Field of non-uniformly charged ring

1. Sep 21, 2009

skyrolla

1. The problem statement, all variables and given/known data

A thin rubber ring of radius R lies in the xy-plane and is centered at the origin. The ring carries line charge density λ=λo*sin(Ø), with a constant λo with units C/m. define tan(Ø)=y/x. Calculate the magnitude and direction of the electric field E(z) created by the ring on points on the positive z axis.

2. Relevant equations

E=kq/r^2

3. The attempt at a solution

Symmetry implies only the component Ez will be nonzero along the z axis.
Desiring to integrate over Ø, my limits of integration will be 0 to pi.

Now dE=k*dq/r^2 with r=(R^2+z^2).

Q/R=λo*sin(Ø) so dQ=R*λo*cos(Ø) dØ

and dEz= k*R*λo*cos(Ø) dØ/(R^2+z^2)

however, integrating this over Ø results in multiplying everything by sin(pi)-sin(0) = 0, so clearly I've made at least one mistake here.

All help is appreciated!

Last edited: Sep 21, 2009
2. Sep 21, 2009

facenian

the result must be zero for the sake of symmetri.
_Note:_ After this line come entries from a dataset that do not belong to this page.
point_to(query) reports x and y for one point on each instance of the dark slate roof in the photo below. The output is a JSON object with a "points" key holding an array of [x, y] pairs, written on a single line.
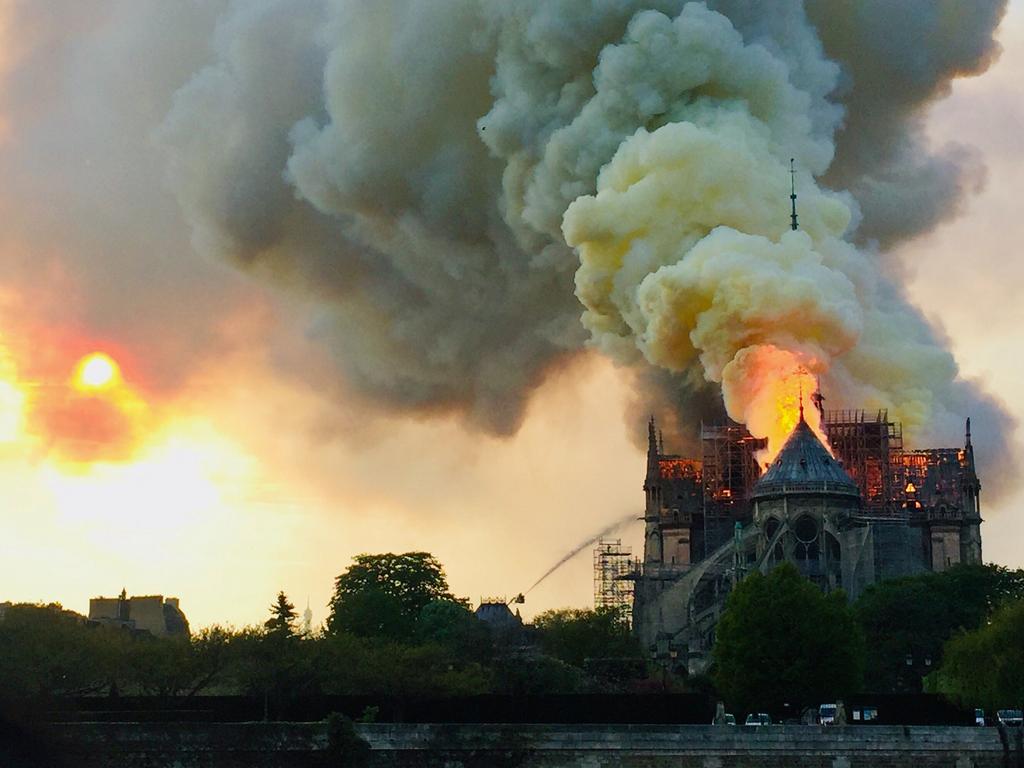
{"points": [[804, 466]]}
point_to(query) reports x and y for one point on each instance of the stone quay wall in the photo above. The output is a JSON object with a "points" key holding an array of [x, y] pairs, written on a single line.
{"points": [[451, 745]]}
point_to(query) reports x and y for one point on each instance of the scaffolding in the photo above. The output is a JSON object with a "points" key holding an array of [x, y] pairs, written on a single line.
{"points": [[613, 570], [870, 449], [730, 467]]}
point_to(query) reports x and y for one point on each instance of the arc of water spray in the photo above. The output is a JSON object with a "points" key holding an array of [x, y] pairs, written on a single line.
{"points": [[581, 547]]}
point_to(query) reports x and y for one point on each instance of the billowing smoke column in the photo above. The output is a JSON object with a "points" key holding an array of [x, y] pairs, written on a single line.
{"points": [[456, 182]]}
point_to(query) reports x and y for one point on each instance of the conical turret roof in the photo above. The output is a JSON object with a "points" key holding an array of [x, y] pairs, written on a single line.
{"points": [[804, 466]]}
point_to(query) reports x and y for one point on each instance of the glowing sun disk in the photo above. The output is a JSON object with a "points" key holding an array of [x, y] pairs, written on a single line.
{"points": [[96, 371]]}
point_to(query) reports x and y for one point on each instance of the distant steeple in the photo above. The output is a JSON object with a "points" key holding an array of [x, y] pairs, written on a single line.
{"points": [[307, 620], [818, 399], [793, 193]]}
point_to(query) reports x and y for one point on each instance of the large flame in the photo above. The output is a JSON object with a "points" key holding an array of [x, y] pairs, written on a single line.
{"points": [[766, 387]]}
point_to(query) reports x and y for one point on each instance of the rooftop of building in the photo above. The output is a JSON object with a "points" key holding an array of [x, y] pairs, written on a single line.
{"points": [[805, 466]]}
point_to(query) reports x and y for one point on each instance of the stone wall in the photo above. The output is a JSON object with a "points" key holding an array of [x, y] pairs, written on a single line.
{"points": [[288, 744]]}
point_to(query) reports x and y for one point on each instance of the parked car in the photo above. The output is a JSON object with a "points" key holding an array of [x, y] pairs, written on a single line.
{"points": [[1011, 717], [826, 714]]}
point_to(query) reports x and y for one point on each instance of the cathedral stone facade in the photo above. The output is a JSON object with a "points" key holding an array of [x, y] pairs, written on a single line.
{"points": [[865, 511]]}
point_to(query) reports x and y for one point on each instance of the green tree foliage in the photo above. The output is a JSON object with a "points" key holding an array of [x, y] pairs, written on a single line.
{"points": [[985, 667], [282, 621], [382, 595], [47, 651], [781, 640], [574, 636], [352, 665], [915, 615]]}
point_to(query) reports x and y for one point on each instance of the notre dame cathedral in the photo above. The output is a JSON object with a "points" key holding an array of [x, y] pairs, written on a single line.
{"points": [[865, 511]]}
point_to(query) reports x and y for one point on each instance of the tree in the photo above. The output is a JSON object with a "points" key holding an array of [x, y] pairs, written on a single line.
{"points": [[985, 667], [282, 621], [574, 636], [382, 595], [910, 619], [781, 640], [455, 628]]}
Your result is correct (I think)

3. Sep 21, 2009

skyrolla

Symmetry in the x and y directions makes sense, as an equal amount of ring and angle phi are distributed to both the positive and negative halves. However the field would certainly have a Z component at points along the Z axis, as the full ring exerts charge in either a positive or negative z direction.

4. Sep 21, 2009

facenian

the charge is ditributed in iqual amount in each semi-circle but with defferent signs, so symmetry implies that the z component must be zero. However I now realize that there must be a component in the x-y plane

5. Sep 21, 2009

gabbagabbahey

I think you should draw a picture...the angle [tex]\phi[/itex] is measured entirely in the xy-plane, and any point on the ring is given by $x=R\cos\phi$, $y=R\sin\phi$ and $z=0$.

If the ring is an entire circle, the limits on $\phi$ will be zero to $2\pi$

Not quite. By definition of linear charge density, $dq=\lambda ds=\lambda_0 \sin\phi Rd\phi$

No, not only should the cosine be a sine, but you haven't properly selected the z-component of $d\textbf{E}$.
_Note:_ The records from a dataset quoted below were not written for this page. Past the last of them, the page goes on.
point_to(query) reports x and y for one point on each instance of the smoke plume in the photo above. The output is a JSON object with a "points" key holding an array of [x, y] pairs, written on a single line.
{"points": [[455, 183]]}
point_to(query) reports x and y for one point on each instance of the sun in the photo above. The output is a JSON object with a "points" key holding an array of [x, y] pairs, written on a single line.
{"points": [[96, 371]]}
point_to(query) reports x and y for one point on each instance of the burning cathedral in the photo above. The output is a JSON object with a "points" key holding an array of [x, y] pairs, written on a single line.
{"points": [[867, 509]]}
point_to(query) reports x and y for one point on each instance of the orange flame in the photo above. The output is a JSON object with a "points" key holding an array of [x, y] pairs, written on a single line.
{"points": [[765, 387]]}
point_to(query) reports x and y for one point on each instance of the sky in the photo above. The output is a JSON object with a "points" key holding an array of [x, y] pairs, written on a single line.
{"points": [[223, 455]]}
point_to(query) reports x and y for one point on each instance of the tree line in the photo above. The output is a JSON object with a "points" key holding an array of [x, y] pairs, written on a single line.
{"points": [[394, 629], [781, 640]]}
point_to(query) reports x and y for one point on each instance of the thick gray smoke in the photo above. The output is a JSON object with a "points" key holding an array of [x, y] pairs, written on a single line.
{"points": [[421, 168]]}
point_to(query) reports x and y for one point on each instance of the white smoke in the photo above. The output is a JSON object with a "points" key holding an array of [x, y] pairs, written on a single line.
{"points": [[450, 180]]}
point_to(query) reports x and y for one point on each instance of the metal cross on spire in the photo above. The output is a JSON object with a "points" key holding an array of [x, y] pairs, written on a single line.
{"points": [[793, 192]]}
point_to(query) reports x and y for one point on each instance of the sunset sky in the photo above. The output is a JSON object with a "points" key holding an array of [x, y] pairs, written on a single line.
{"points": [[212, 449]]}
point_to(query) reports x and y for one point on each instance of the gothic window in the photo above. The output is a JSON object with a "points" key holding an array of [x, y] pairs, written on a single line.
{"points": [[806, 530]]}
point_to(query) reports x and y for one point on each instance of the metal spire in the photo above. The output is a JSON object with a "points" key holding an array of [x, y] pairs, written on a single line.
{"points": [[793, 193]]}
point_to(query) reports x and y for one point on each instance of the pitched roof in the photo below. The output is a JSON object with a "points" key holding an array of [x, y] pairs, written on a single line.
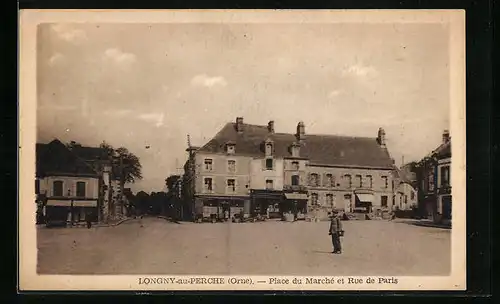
{"points": [[319, 149], [56, 158], [90, 153]]}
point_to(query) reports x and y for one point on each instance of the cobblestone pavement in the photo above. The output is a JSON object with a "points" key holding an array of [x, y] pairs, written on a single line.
{"points": [[155, 246]]}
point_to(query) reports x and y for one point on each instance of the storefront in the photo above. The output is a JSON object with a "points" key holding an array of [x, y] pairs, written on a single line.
{"points": [[295, 202], [364, 201], [70, 211], [266, 202]]}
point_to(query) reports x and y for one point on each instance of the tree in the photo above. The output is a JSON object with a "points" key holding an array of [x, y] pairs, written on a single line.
{"points": [[124, 163]]}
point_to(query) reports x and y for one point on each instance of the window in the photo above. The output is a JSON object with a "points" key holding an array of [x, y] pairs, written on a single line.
{"points": [[208, 184], [348, 180], [208, 164], [230, 148], [295, 151], [314, 199], [80, 189], [329, 201], [385, 182], [269, 184], [231, 166], [445, 176], [330, 181], [269, 149], [384, 201], [269, 164], [431, 181], [57, 188], [369, 181], [359, 181], [231, 185], [314, 180]]}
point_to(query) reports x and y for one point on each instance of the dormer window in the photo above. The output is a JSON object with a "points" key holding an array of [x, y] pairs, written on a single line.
{"points": [[295, 150], [230, 147]]}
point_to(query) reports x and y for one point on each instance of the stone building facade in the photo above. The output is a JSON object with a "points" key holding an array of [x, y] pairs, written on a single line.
{"points": [[308, 174]]}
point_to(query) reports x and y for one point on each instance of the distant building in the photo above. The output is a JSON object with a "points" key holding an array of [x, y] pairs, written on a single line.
{"points": [[69, 186], [434, 182], [175, 201], [250, 167], [405, 195]]}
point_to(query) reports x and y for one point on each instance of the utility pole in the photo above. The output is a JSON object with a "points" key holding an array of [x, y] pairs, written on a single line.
{"points": [[122, 186]]}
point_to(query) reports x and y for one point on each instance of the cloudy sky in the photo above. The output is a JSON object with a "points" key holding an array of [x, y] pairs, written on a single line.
{"points": [[138, 85]]}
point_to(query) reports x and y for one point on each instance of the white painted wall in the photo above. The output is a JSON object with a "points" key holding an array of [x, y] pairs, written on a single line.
{"points": [[259, 174]]}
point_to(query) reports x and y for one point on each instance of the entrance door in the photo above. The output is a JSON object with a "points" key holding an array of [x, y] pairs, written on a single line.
{"points": [[446, 205], [347, 203]]}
Again, draw a picture...the field $d\textbf{E}$ from a tiny piece of the ring points from that piece, to the point on the z-axis at which it is measured...you want to find the z-component of that vector.

Even after you do the calculation properly, you will still find that $E_z=0$, however, if you also calculate the other components you should find that $E_y\neq0$.

6. Sep 22, 2009

skyrolla

Thanks. After figuring out I had the wrong component, I was able to solve the problem.